Assisted suicide is climbing up the public agenda, whether politicians want it to or not

Manitoba's health minister Theresa Oswald announced a new adult abuse registry on Wednesday.

A few years from now we may look back on the last couple of weeks as a tipping point in the debate over assisted suicide. Or is it death with dignity, the right to die, physician-assisted dying or euthanasia? What you call it often depends on where you stand.

It was on the agenda for Canada's health ministers when they met in Toronto, though they were reluctant to talk in detail about their discussion.

"What I can say collectively is that there are many standing here that are torn on this matter and believe that this is a conversation whose time has come," Manitoba Health Minister Theresa Oswald told reporters, according to The Canadian Press.

"That doesn't mean that they are fors or againsts. I think that there are people standing here – and certainly in my province –that believe we should be having a national conversation about this."

Oswald said the Manitoba government takes no position on the issue but that any conversation must be "entrenched in compassion."

[ Related: Will late SARS scientist Donald Low’s deathbed plea rekindle debate over assisted suicide? ]

Federal Health Minister Rona Ambrose told reporters she was willing to have that conversation.

"It is an important conversation to have and of course all of us have had these conversations around the kitchen table," CP reported her saying.

But she quashed any prospect that a conversation could lead to legislation. Ottawa's official policy is to oppose sanctioning assisted suicide, in line with a 2010 motion tabled in the House of Commons, Ambrose said.

But there's evidence the conversation is destined to leave the kitchen table soon based on three developments.

While the Parti Quebecois' so-called values charter is creating a lot of political heat for the province's minority government, the right-to-die legislation it tabled last spring potentially could have a much deeper impact on Canada as a whole.

The federal government vowed it would review any Quebec law to see if it violates Criminal Code sections against assisted suicide. As CP reported last June, Bill 52 is seen mainly as a health-oriented measure that is within provincial jurisdiction. It calls for an expansion of palliative care, setting physician protocols for sedating patients until they die a natural, pain-free death and guidelines for patients who want that pain to end.

"It's not assisted suicide," Quebec Health Minister Rejean Hebert said Friday. "It's medical aid for dying."

Other ministers at the meeting "were very interested of what's going on in Quebec and very interested in following ... the evolution of this bill," he said.

[ Related: Landmark B.C. assisted suicide appeal adjourned due to lawyer’s illness ]

Meanwhile, the B.C. courts are dealing with a renewed constitutional challenge to the ban on assisted suicide. The B.C. Court of Appeal is hearing a federal appeal of a B.C. Supreme Court ruling last year that declared the prohibition violated Charter rights to equal treatment, discriminating against people with disabling injuries or illnesses because the able-bodied can legally kill themselves.

At a hearing last spring, Joe Arvay argued people with debilitating illnesses now have a cruel choice, end their lives before they become too sick to do so or face a painful death.

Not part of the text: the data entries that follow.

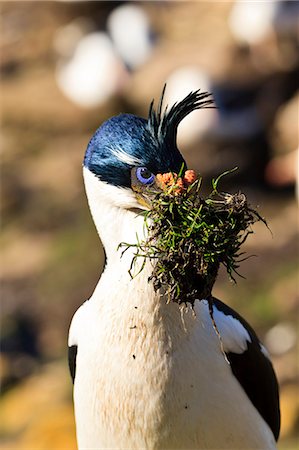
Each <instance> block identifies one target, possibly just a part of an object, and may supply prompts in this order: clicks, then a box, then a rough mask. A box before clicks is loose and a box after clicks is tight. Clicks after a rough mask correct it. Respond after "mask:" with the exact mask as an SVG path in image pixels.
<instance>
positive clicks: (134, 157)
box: [84, 88, 213, 209]
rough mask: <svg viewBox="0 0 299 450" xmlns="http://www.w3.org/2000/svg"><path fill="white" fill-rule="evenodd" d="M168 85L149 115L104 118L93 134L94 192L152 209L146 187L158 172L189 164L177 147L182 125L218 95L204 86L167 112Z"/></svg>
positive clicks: (178, 171)
mask: <svg viewBox="0 0 299 450" xmlns="http://www.w3.org/2000/svg"><path fill="white" fill-rule="evenodd" d="M164 90H165V88H164ZM164 90H163V93H162V96H161V99H160V101H159V105H158V108H157V109H156V110H155V109H154V102H152V103H151V105H150V108H149V114H148V119H144V118H141V117H137V116H135V115H132V114H121V115H119V116H116V117H112V118H111V119H109V120H107V121H106V122H104V123H103V124H102V125H101V126H100V127H99V128H98V129H97V131H96V132H95V134H94V135H93V137H92V138H91V140H90V142H89V144H88V147H87V150H86V154H85V158H84V171H85V172H88V173H89V174H90V173H91V174H92V175H93V177H94V183H93V184H94V188H93V191H94V189H98V191H101V192H102V193H103V195H104V196H105V202H106V203H110V204H113V205H114V206H117V207H120V208H124V209H136V208H139V209H146V208H148V207H149V202H148V199H147V197H146V194H145V189H144V188H146V187H148V186H149V185H153V184H155V182H156V176H157V174H164V173H168V172H172V173H179V172H180V171H181V169H182V167H183V168H184V169H185V170H186V169H187V165H186V162H185V160H184V158H183V156H182V155H181V153H180V151H179V149H178V147H177V142H176V141H177V139H176V138H177V129H178V125H179V123H180V122H181V121H182V120H183V119H184V117H186V116H187V115H188V114H189V113H191V112H192V111H194V110H196V109H200V108H204V107H207V106H209V105H211V104H212V102H213V100H212V98H211V95H210V94H208V93H206V92H200V91H199V90H198V91H195V92H191V93H190V94H189V95H188V96H187V97H185V98H184V99H183V100H182V101H180V102H179V103H175V104H174V105H173V106H172V107H171V108H169V109H168V108H167V107H166V108H165V110H164V111H163V112H162V103H163V95H164ZM95 180H96V181H95ZM87 191H88V187H87ZM87 194H88V192H87ZM88 197H90V196H89V195H88Z"/></svg>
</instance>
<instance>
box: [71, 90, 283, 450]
mask: <svg viewBox="0 0 299 450" xmlns="http://www.w3.org/2000/svg"><path fill="white" fill-rule="evenodd" d="M210 103H211V100H210V97H209V95H208V94H206V93H201V92H199V91H196V92H193V93H191V94H189V95H188V96H187V97H186V98H185V99H184V100H182V101H181V102H180V103H178V104H176V105H174V106H173V107H172V108H171V109H169V110H168V112H165V113H164V114H162V113H161V111H160V110H158V112H155V111H154V110H153V109H152V108H151V110H150V113H149V118H148V120H146V119H143V118H140V117H136V116H134V115H130V114H122V115H120V116H117V117H113V118H112V119H110V120H108V121H107V122H105V123H104V124H103V125H102V126H101V127H100V128H99V129H98V130H97V131H96V133H95V134H94V136H93V137H92V139H91V141H90V142H89V145H88V147H87V151H86V154H85V158H84V180H85V186H86V192H87V197H88V202H89V206H90V210H91V213H92V216H93V219H94V222H95V225H96V228H97V231H98V233H99V235H100V238H101V240H102V243H103V245H104V248H105V252H106V255H107V260H106V266H105V269H104V271H103V274H102V276H101V278H100V281H99V282H98V285H97V287H96V289H95V291H94V293H93V295H92V296H91V298H90V299H89V300H88V301H86V302H85V303H84V304H83V305H82V306H81V307H80V308H79V309H78V311H77V312H76V314H75V315H74V318H73V320H72V324H71V328H70V333H69V362H70V369H71V374H72V377H73V380H74V403H75V416H76V426H77V439H78V447H79V449H80V450H83V449H111V448H114V449H131V450H133V449H136V450H137V449H138V450H139V449H148V450H154V449H155V450H156V449H161V450H162V449H164V450H165V449H181V450H186V449H229V450H232V449H242V450H244V449H247V450H249V449H260V450H261V449H263V450H270V449H271V450H273V449H275V448H276V446H275V439H277V438H278V434H279V420H280V419H279V402H278V387H277V381H276V377H275V374H274V372H273V368H272V365H271V362H270V360H269V356H268V354H267V352H266V350H265V348H264V347H263V346H262V345H261V343H260V342H259V340H258V338H257V336H256V334H255V333H254V331H253V330H252V328H251V327H250V326H249V325H248V324H247V323H246V322H245V320H244V319H242V318H241V317H240V316H239V315H238V314H237V313H236V312H235V311H233V310H232V309H231V308H229V307H228V306H226V305H225V304H224V303H222V302H221V301H219V300H217V299H213V314H214V319H215V322H216V324H217V327H218V330H219V333H220V335H221V339H222V344H223V347H222V345H221V341H220V340H219V336H218V335H217V334H216V332H215V330H214V328H213V325H212V322H211V317H210V312H209V304H208V301H207V300H200V301H199V300H196V301H195V303H194V312H195V314H194V313H193V311H192V309H191V307H190V308H185V309H183V310H182V309H181V308H180V306H179V305H178V304H177V303H170V304H167V299H166V298H164V297H163V296H161V294H160V293H159V292H155V290H154V288H153V285H152V283H151V282H149V281H148V278H149V276H150V274H151V273H152V266H151V263H149V262H147V263H146V265H145V267H144V269H143V270H142V272H141V273H140V274H139V275H138V276H136V277H135V278H133V279H131V277H130V275H129V272H128V270H129V267H130V263H131V261H132V257H133V253H134V250H130V249H129V250H128V251H127V252H126V253H125V254H124V255H123V257H121V250H120V249H119V244H120V243H121V242H127V243H135V242H136V240H137V239H139V240H141V239H142V238H143V236H144V234H145V233H146V230H145V227H144V217H143V215H142V214H139V212H141V211H142V209H144V206H142V205H144V202H142V201H141V203H140V196H139V197H136V195H135V192H134V191H133V190H132V188H131V171H132V169H134V170H135V172H136V177H137V178H136V179H137V182H138V183H140V186H141V187H142V186H144V185H148V184H150V183H152V182H153V180H154V179H155V175H156V174H158V173H166V172H170V171H173V172H177V173H178V171H179V170H180V168H181V166H182V163H184V159H183V157H182V155H181V154H180V152H179V150H178V148H177V146H176V133H177V127H178V124H179V123H180V121H181V120H182V119H183V118H184V117H185V116H187V115H188V114H189V113H190V112H192V111H193V110H196V109H199V108H201V107H204V106H207V105H209V104H210ZM224 352H225V354H224Z"/></svg>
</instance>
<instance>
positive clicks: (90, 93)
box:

"So they're given the choice: torture or early death," he told the court, according to CP. "And some people will take the early death, because they were driven to that choice by the law."

Whatever the B.C. court's ruling, the case is bound to reach the Supreme Court of Canada two decades after the high court rejected a Charter challenge in the Sue Rodriguez case.

Finally, respected scientist Dr. Donald Low's YouTube video made the issue personal. The Toronto microbiologist who was the face of the SARS crisis, days away from dying of a brain tumour, explained how his illness had eroded his dignity and robbed him of final control of his fate.

Most people clearly understand the pros and cons of legalizing assisted suicide, so I won't rehash them here. And polls suggest a majority of Canadians support physician-assisted death under tightly controlled rules.

What we should be watching for is a change in the social current, as happened in the equally contentious debates over legal abortion and gay marriage.

[ Related: Ontario premier conflicted on assisted suicide, supports national debate ]

Sometimes legislation or court decisions simply affirm what society has already accepted. Politicians, professionally adept at reading the public mood, may then sign on.

"It is a rare government that would pull the pin on a grenade and toss it into its own nest while it is trying to drive an agenda focused on tax credits, pipelines, trade deals and sound fiscal management," Toronto Star columnist Tim Harper wrote last month, not long after Low's plea pushed the debate back into the forefront.

"But a brave government would see an issue hurtling at them down the highway and look beyond the next Throne Speech, budget and election.

"We may have hit that point on assisted suicide with the mix of an aging population and an empowered baby boom generation, used to exercising control and power over their own destiny, demanding that right on decisions concerning their death."

Harper said the inevitable Supreme Court decision will likely put the issue back in the hands of Parliament, where it belongs.

"We owe Low a vote of gratitude for posthumously hastening a public debate over something already the subject of heart-wrenching private debate."